Reputation: 811
I need to scrape car makes and model. Now I can scrape car makes select option list but can't scrape car models select option list because it is loaded when you select car make.
Maybe you have any ideas how I could get car models select options list which is loaded when you select car make.
Here is my code.
# -*- coding: utf-8 -*-
import requests
from bs4 import BeautifulSoup
url="http://autoplius.lt/redaguoti/naudoti-automobiliai/"
page = requests.get(url)
soup = BeautifulSoup(page.content, "html.parser")
car_makes_select = soup.find("select", {"id": "make_id"})
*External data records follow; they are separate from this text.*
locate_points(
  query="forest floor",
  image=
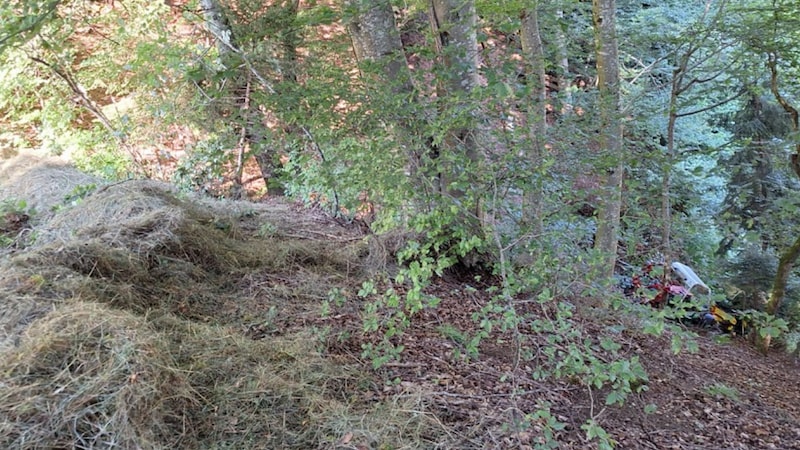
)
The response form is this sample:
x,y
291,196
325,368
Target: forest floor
x,y
135,316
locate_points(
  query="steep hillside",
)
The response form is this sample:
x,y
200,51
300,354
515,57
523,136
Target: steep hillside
x,y
135,316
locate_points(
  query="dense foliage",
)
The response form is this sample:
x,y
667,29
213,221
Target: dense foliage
x,y
478,127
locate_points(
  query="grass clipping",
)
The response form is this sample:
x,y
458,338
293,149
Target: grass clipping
x,y
120,328
88,376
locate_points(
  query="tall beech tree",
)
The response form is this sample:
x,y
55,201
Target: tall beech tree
x,y
611,158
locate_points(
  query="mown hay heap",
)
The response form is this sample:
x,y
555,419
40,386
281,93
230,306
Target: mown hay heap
x,y
123,324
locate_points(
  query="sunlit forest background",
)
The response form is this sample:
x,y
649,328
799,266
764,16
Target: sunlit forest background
x,y
548,148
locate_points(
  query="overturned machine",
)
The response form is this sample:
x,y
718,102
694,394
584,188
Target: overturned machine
x,y
683,284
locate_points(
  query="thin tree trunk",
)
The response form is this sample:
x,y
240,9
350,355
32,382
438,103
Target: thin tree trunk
x,y
789,257
533,50
375,37
455,27
610,140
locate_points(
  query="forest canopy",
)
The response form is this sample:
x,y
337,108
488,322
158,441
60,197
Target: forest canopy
x,y
554,148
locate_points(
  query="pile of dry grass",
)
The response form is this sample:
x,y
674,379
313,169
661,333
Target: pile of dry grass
x,y
122,324
88,376
45,183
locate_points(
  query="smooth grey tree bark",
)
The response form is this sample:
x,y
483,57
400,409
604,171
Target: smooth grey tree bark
x,y
610,138
533,50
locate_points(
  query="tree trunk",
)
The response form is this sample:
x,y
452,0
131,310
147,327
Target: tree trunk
x,y
610,140
789,257
455,27
533,50
375,37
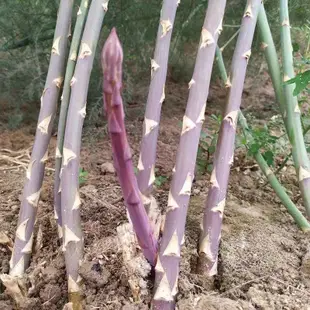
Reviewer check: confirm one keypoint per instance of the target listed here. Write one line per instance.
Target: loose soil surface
(263, 257)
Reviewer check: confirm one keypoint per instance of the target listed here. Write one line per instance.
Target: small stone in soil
(107, 168)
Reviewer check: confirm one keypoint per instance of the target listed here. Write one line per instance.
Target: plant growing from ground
(75, 43)
(284, 94)
(223, 159)
(300, 220)
(24, 234)
(167, 267)
(206, 147)
(69, 186)
(111, 60)
(156, 96)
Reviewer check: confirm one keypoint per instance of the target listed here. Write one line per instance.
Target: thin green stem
(292, 115)
(230, 40)
(300, 220)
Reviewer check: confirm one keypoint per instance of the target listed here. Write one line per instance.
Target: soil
(264, 259)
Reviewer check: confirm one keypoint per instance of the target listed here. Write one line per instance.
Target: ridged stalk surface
(300, 220)
(75, 43)
(167, 267)
(69, 185)
(223, 157)
(35, 173)
(156, 96)
(292, 115)
(111, 59)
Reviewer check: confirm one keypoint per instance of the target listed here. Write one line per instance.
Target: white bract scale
(28, 173)
(70, 236)
(166, 26)
(286, 22)
(152, 176)
(219, 207)
(105, 5)
(77, 201)
(149, 125)
(205, 247)
(187, 186)
(163, 291)
(247, 55)
(154, 67)
(297, 110)
(42, 97)
(201, 116)
(85, 50)
(58, 81)
(248, 11)
(213, 270)
(58, 154)
(231, 117)
(21, 230)
(187, 125)
(73, 287)
(28, 247)
(55, 47)
(33, 199)
(60, 232)
(82, 112)
(172, 204)
(191, 83)
(44, 124)
(140, 163)
(19, 268)
(219, 29)
(159, 266)
(173, 247)
(68, 155)
(163, 96)
(45, 157)
(175, 287)
(303, 174)
(206, 38)
(73, 80)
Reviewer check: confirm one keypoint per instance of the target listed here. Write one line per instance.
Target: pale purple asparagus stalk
(24, 234)
(156, 96)
(111, 60)
(167, 267)
(69, 185)
(74, 48)
(223, 159)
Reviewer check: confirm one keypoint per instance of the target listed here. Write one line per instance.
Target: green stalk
(300, 220)
(224, 153)
(292, 115)
(78, 29)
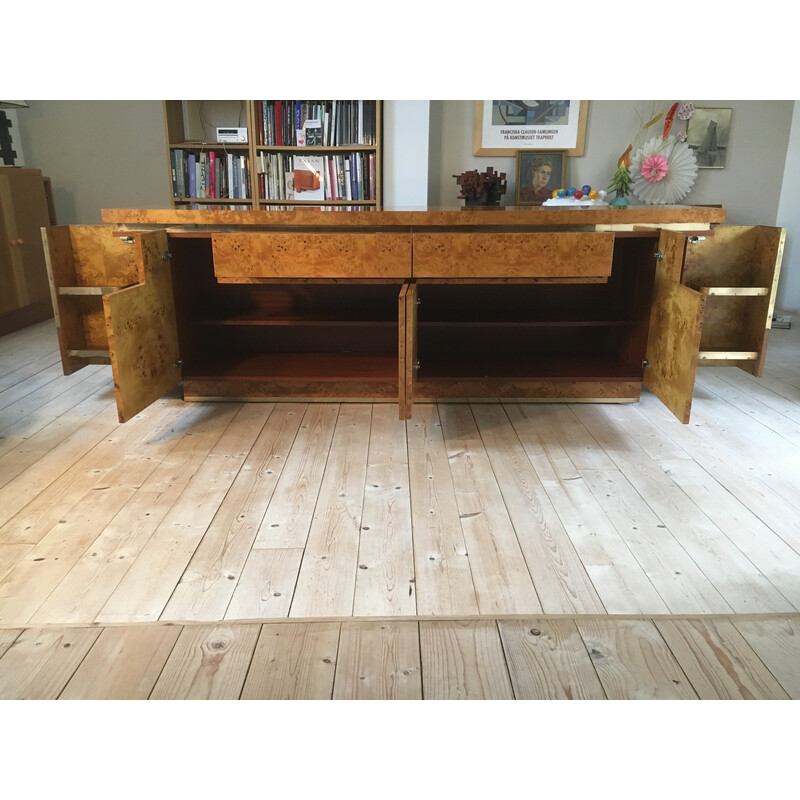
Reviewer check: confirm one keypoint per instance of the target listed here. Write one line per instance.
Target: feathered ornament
(663, 171)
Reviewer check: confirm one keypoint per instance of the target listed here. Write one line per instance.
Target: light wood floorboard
(510, 658)
(332, 550)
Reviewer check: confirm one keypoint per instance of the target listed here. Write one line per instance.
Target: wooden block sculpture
(481, 188)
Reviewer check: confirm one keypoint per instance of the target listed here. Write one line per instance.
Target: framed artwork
(539, 172)
(504, 127)
(707, 134)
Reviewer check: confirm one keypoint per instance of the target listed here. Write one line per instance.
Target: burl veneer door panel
(244, 257)
(142, 332)
(676, 325)
(553, 256)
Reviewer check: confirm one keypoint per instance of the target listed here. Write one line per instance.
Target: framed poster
(538, 174)
(503, 127)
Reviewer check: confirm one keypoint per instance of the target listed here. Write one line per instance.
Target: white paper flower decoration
(660, 186)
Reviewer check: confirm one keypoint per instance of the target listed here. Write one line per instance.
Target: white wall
(788, 297)
(405, 153)
(748, 187)
(98, 154)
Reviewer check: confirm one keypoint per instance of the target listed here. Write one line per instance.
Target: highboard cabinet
(410, 306)
(26, 204)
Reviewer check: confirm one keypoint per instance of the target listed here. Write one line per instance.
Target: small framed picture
(539, 173)
(707, 134)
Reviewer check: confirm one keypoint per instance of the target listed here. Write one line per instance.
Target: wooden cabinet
(113, 303)
(713, 306)
(410, 308)
(257, 170)
(26, 206)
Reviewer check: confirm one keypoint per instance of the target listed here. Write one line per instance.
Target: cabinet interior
(548, 331)
(322, 332)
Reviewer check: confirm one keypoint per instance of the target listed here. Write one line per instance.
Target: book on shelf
(212, 174)
(192, 167)
(174, 173)
(313, 132)
(308, 183)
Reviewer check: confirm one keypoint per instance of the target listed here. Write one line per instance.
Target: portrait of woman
(538, 174)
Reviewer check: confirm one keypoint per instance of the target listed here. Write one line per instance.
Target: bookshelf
(334, 161)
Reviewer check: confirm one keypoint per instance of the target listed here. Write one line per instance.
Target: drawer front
(311, 255)
(513, 255)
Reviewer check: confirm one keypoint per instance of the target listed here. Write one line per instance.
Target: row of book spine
(343, 177)
(342, 122)
(214, 174)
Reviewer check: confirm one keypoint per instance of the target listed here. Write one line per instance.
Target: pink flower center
(654, 168)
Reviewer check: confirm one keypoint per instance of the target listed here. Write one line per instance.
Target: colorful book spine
(192, 162)
(212, 174)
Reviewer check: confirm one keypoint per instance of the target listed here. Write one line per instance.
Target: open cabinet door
(410, 363)
(676, 323)
(142, 331)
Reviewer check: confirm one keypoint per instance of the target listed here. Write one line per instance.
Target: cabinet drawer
(513, 255)
(252, 256)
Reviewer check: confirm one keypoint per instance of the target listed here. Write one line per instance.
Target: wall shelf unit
(272, 170)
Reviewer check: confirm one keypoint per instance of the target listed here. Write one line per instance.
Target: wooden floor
(352, 554)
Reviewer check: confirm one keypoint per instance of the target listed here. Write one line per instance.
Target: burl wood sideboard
(413, 305)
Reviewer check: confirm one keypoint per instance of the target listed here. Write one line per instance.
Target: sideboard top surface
(537, 216)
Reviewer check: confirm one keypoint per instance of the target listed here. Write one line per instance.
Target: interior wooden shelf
(299, 321)
(527, 323)
(522, 366)
(340, 367)
(88, 290)
(90, 352)
(728, 355)
(735, 291)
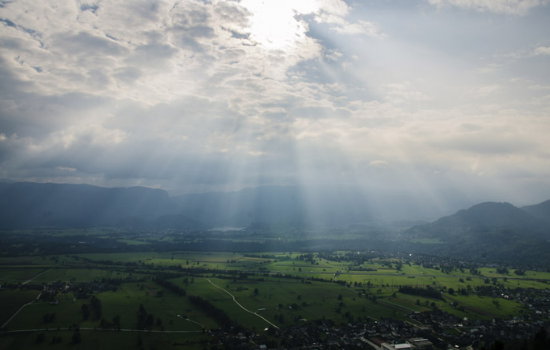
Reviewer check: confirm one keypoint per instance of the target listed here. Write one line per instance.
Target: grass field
(372, 292)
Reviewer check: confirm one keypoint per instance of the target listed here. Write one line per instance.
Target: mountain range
(24, 204)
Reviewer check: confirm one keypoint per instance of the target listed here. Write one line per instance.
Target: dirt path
(242, 307)
(41, 273)
(21, 308)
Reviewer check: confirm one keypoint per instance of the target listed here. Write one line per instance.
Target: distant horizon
(435, 99)
(172, 194)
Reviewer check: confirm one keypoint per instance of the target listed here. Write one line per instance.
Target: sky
(427, 97)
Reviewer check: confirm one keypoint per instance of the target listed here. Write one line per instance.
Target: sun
(274, 24)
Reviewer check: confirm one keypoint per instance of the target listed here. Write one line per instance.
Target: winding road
(242, 307)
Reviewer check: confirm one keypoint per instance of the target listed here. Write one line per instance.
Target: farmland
(257, 292)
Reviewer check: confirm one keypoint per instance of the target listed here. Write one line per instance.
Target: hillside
(25, 204)
(541, 210)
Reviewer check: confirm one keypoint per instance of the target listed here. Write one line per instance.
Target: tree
(76, 338)
(40, 338)
(116, 322)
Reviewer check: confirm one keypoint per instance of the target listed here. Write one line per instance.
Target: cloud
(542, 51)
(195, 95)
(509, 7)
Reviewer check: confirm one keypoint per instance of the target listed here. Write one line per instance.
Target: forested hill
(494, 231)
(25, 204)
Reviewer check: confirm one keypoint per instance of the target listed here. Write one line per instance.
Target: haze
(435, 98)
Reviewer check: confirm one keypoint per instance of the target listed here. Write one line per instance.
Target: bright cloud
(198, 95)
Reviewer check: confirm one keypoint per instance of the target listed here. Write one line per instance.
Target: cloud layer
(200, 96)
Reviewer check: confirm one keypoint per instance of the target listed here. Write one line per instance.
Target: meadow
(284, 288)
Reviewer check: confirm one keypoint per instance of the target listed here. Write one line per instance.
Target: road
(242, 307)
(21, 308)
(96, 329)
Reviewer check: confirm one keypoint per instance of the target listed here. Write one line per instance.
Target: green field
(284, 288)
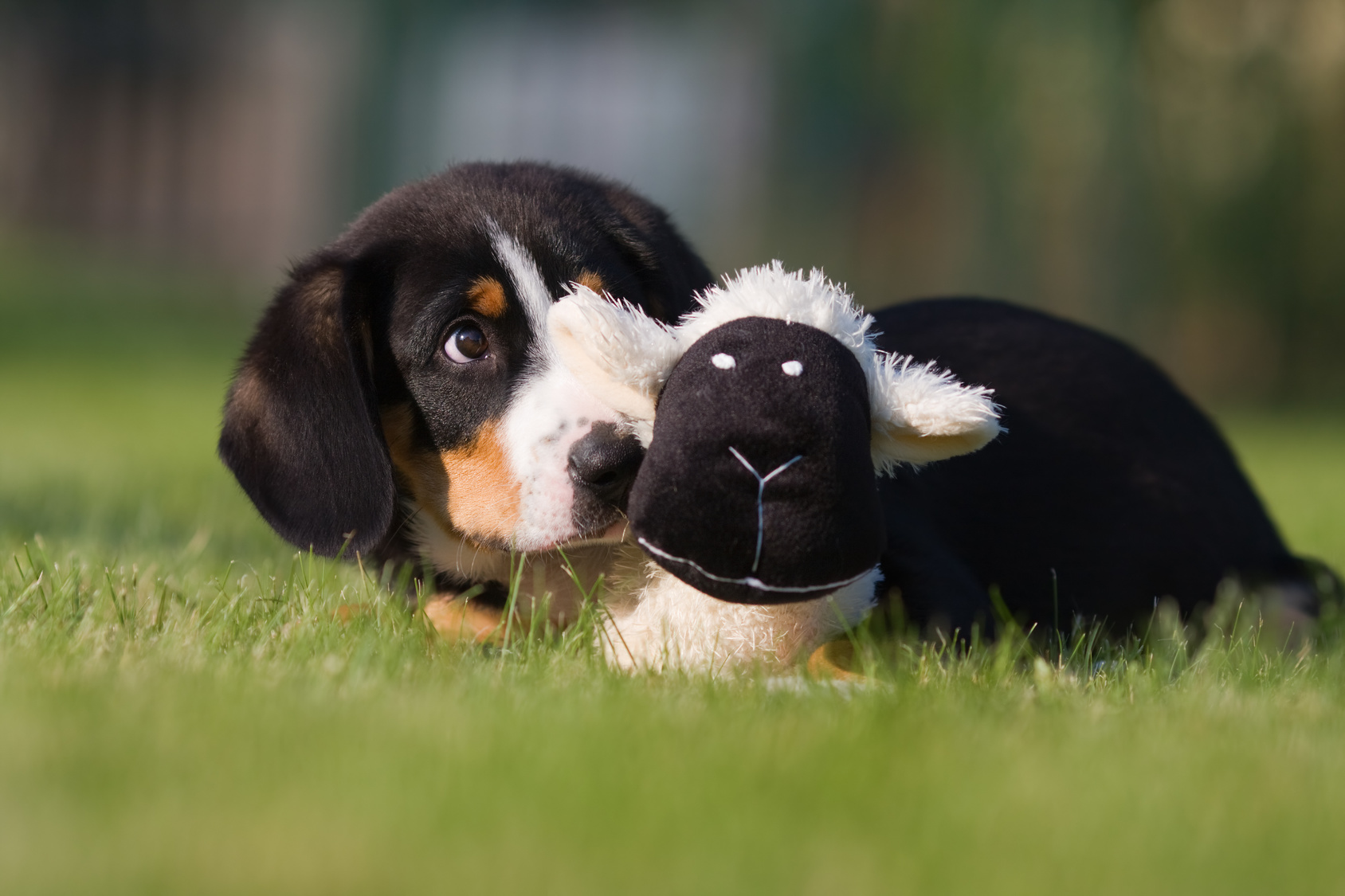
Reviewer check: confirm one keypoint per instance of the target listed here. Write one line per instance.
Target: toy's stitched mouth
(762, 482)
(752, 581)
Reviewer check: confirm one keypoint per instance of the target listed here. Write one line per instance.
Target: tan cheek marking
(482, 493)
(469, 491)
(487, 298)
(592, 281)
(422, 471)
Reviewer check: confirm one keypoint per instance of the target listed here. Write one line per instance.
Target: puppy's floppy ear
(669, 271)
(619, 353)
(301, 431)
(922, 415)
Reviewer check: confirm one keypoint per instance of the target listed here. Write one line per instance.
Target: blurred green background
(179, 714)
(1171, 170)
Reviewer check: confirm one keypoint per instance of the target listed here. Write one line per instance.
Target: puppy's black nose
(606, 463)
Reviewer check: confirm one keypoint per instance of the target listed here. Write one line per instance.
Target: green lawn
(181, 712)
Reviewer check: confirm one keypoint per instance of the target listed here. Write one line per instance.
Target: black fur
(359, 324)
(1108, 491)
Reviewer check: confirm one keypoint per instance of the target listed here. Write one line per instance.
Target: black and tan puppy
(400, 397)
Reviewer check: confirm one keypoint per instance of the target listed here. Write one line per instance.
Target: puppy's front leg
(457, 619)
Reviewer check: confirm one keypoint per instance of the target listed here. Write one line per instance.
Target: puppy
(400, 398)
(1108, 491)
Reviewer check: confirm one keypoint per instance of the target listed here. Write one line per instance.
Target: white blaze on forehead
(547, 413)
(527, 283)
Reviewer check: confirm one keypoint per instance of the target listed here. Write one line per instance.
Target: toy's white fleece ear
(922, 413)
(619, 353)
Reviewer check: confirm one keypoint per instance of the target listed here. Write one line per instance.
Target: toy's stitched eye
(465, 343)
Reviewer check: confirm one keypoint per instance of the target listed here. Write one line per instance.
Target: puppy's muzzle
(603, 466)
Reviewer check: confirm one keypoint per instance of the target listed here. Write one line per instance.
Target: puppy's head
(409, 362)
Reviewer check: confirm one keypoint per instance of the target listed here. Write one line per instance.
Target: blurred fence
(1173, 170)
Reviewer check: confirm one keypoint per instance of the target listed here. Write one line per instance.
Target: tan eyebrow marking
(487, 298)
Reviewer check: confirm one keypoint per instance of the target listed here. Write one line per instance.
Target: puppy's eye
(465, 343)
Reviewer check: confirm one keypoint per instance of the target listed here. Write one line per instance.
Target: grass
(182, 710)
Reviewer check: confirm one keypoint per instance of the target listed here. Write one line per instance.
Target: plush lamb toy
(764, 416)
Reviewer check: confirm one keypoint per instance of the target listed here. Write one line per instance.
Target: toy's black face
(758, 486)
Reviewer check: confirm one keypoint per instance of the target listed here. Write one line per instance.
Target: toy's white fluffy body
(623, 357)
(668, 624)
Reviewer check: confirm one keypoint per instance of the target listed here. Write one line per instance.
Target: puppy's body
(401, 400)
(1108, 490)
car_makes = car_makes_select.select("option")
for item in car_makes:
itemMain = item
itemMain = itemMain.get('value')
payload = {
'make_id': itemMain
}
form = requests.post(url, params=payload)
soup11 = BeautifulSoup(form.text, "html.parser")
model_select = soup11.find("select", {"id": "model_id"})
print model_select
Upvotes: 1
Views: 1040
Reputation: 180481
You need to post data:
The parent_id is the value in each option inside the make_id select:
import requests
from bs4 import BeautifulSoup
url = "http://autoplius.lt/redaguoti/naudoti-automobiliai/"
page = requests.get(url)
# form data fields can be hard coded bar parent_id
data = {"target_id": "model_id",
"project": "autoplius",
"category_id": "2",
"type": "edit",
"my_anns": "false",
"__block": "ann_ajax_0_plius",
"__opcode": "ajaxGetChildsTo"}
soup = BeautifulSoup(page.content, "html.parser")
headers = {
"User-Agent": "Mozilla/5.0 (X11; Linux x86_64) AppleWebKit/537.36 (KHTML, like Gecko) Chrome/50.0.2661.75 Safari/537.36",
"X-Requested-With": "XMLHttpRequest"}
# first two options hold no ids
car_makes = soup.select("#make_id option + option + option")
for car in car_makes:
print(car.text)
# pass id/value
data["parent_id"] = car["value"]
# data for a post not params
form = requests.post(url, data=data, headers=headers)
soup11 = BeautifulSoup(form.text, "html.parser")
print(soup11)
That post returns data in a format like:
"<option value=\"\">- Pasirinkite -<\/option><option value=\"1088\">-kita-<\/option><option value=\"16230\">208<\/option><option value=\"16231\">246<\/option><option value=\"16232\">250<\/option><option value=\"16233\">275<\/option><option value=\"16234\">288<\/option><option value=\"16235\">308<\/option><option value=\"16236\">328<\/option><option value=\"16237\">330<\/option><option value=\"1093\">348<\/option><option value=\"1089\">360<\/option><option value=\"16238\">365<\/option><option value=\"16239\">400<\/option><option value=\"16240\">412<\/option><option value=\"1086\">456<\/option><option value=\"16229\">458<\/option><option value=\"16245\">512<\/option><option value=\"1085\">550<\/option><option value=\"1084\">575<\/option><option value=\"1092\">599 GTB Fiorano<\/option><option value=\"16246\">612<\/option><option value=\"1090\">612 Scaglietti<\/option><option value=\"16247\">750<\/option><option value=\"1079\">Barchetta<\/option><option value=\"16250\">California<\/option><option value=\"16248\">Daytona<\/option><option value=\"1078\">Enzo<\/option><option value=\"1083\">F 355<\/option><option value=\"18638\">F 360<\/option><option value=\"1087\">F 40<\/option><option value=\"1091\">F 430<\/option><option value=\"1081\">F 50<\/option><option value=\"1080\">F 512<\/option><option value=\"1077\">Maranello<\/option><option value=\"1076\">Mondial<\/option><option value=\"16249\">Superamerica<\/option><option value=\"1075\">Testarossa<\/option>"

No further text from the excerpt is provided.